Additionally, since you are going to 20th level and all spell casters are capable of making permanent magic items by their mid-teens, it was also possible for a character who did manage to lose the item lottery to acquire them through their friends and associates.
It's a lot harder than just making an item, actually.
I know this is a response to a pretty early comment, but I just feel obliged to point out that in 1e, it was very expensive and time-consuming to make magic items, and in addition, you risked Constitution loss for permanent items. Not only that, not all high-level casters could enchant items; a magic-user needed the right spells (and back in those days, you got very few spells as you advanced, so it was by no means a sure thing that you'd have
Enchant an Item and
Permanency).
EDIT: My 1e books are at my girlfriend's house or I'd look up time and cost, but I think it's days to weeks to craft an item, and generally pretty expensive to boot.

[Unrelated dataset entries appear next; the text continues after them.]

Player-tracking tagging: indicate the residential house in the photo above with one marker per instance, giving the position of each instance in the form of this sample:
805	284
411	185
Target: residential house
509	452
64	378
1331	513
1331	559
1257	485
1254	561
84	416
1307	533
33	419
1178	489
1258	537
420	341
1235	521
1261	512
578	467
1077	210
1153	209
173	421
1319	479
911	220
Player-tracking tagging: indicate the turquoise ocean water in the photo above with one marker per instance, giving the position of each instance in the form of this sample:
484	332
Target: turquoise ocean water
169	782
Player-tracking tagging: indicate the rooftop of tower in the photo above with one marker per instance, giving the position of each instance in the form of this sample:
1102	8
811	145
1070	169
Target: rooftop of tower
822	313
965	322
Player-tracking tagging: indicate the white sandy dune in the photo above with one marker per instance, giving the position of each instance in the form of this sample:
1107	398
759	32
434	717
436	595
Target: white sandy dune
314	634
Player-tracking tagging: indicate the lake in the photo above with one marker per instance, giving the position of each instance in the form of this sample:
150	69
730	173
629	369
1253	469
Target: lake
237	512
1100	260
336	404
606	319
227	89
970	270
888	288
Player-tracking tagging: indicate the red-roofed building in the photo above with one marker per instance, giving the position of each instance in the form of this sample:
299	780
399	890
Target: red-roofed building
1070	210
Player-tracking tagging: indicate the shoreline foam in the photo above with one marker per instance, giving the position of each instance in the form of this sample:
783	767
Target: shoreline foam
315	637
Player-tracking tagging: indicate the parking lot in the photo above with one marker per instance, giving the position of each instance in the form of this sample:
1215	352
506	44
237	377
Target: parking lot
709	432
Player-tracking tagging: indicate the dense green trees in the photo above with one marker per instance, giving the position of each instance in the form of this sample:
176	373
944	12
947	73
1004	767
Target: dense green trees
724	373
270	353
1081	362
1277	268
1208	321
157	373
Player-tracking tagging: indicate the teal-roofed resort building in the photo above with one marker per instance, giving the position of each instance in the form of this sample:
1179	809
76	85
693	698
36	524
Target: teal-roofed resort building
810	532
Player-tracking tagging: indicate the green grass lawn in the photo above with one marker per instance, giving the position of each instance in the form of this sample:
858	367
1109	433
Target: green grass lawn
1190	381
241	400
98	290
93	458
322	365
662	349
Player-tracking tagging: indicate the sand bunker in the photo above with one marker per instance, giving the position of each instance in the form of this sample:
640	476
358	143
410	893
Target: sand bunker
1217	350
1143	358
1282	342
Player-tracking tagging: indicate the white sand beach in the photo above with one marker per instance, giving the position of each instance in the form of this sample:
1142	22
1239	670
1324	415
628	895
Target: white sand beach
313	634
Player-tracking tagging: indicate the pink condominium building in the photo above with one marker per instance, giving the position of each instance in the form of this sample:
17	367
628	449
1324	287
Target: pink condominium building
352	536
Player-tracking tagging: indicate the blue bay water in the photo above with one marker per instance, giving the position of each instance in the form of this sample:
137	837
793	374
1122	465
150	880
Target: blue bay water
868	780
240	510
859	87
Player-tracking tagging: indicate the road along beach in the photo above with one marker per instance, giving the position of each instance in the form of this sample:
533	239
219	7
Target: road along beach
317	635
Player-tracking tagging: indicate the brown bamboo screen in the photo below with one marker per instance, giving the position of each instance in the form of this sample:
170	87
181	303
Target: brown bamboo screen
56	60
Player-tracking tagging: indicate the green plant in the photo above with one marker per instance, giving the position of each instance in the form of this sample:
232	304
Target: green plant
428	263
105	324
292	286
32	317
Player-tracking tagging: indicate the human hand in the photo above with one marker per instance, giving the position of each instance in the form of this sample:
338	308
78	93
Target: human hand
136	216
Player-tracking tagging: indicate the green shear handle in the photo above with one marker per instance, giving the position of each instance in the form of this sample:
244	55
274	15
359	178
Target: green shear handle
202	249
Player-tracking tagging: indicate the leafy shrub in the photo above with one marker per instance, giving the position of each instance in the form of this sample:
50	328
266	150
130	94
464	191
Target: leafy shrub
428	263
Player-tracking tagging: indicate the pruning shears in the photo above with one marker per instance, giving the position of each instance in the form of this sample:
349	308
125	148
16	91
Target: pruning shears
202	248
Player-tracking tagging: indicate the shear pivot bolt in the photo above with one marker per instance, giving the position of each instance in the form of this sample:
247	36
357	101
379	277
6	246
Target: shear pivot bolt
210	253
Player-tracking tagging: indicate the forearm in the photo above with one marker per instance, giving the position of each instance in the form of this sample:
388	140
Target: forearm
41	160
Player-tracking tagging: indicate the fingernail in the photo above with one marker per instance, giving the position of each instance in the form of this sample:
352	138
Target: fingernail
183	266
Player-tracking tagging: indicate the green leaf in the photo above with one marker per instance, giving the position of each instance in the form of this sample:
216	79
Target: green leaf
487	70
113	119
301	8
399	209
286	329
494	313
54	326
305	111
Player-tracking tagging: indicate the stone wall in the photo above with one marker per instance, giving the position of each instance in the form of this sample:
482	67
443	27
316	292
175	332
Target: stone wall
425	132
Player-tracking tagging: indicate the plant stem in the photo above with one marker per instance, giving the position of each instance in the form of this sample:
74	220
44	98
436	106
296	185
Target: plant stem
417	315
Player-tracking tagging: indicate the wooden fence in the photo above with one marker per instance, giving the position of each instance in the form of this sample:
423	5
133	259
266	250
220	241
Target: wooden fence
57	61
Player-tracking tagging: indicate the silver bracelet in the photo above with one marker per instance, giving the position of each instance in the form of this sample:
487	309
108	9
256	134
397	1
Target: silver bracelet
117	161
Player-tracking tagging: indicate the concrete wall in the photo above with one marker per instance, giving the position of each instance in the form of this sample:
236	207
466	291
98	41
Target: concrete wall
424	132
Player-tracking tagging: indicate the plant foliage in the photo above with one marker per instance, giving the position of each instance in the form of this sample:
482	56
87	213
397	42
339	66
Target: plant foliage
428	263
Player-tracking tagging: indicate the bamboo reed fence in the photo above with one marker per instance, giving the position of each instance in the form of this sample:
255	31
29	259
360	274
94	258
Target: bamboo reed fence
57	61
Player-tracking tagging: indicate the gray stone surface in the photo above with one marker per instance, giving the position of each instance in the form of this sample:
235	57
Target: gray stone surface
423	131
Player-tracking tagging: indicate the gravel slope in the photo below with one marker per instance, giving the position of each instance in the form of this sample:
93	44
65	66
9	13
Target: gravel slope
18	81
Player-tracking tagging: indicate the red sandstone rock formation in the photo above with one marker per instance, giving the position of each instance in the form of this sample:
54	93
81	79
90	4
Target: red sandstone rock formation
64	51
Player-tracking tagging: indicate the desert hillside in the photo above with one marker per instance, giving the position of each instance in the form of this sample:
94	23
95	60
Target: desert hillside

Anyway, on another subject:
The author wanted to find out if he could grab a module and run it without writing up a conversion document. (Something I've been doing for Goodman Games modules in Pathfinder for a while).
Short answer: probably not.
Longer answer: See post on why the math doesn't align well.
Well, I'm not so sure, given either:
A. A willingness to quickly swap in the 5e stat blocks of monsters; or
B. A simply, easy-to-remember numeric formula for monsters-by-level like 4e had.
The same argument seems to imply you can't just pick up a, for instance, Basic D&D module and run it off the cuff for a later edition, but I've done just that with B4: The Lost City, in both 3e and 4e. Thanks to 4e's easy monster formula, I had no trouble winging appropriate stats for monsters not in the 4e books (oil beetles, freaky hallucinating cultists, etc).
I ran several other modules the same way in 4e, including Box of Flumph (a 3e adventure) and little bits swiped from other modules. I would say that 4e 'changes the math' more than any other version of D&D from Basic, so it's fair to compare and say, "I could do it then; if 5e works well, it should be easy enough to do it in a couple of months."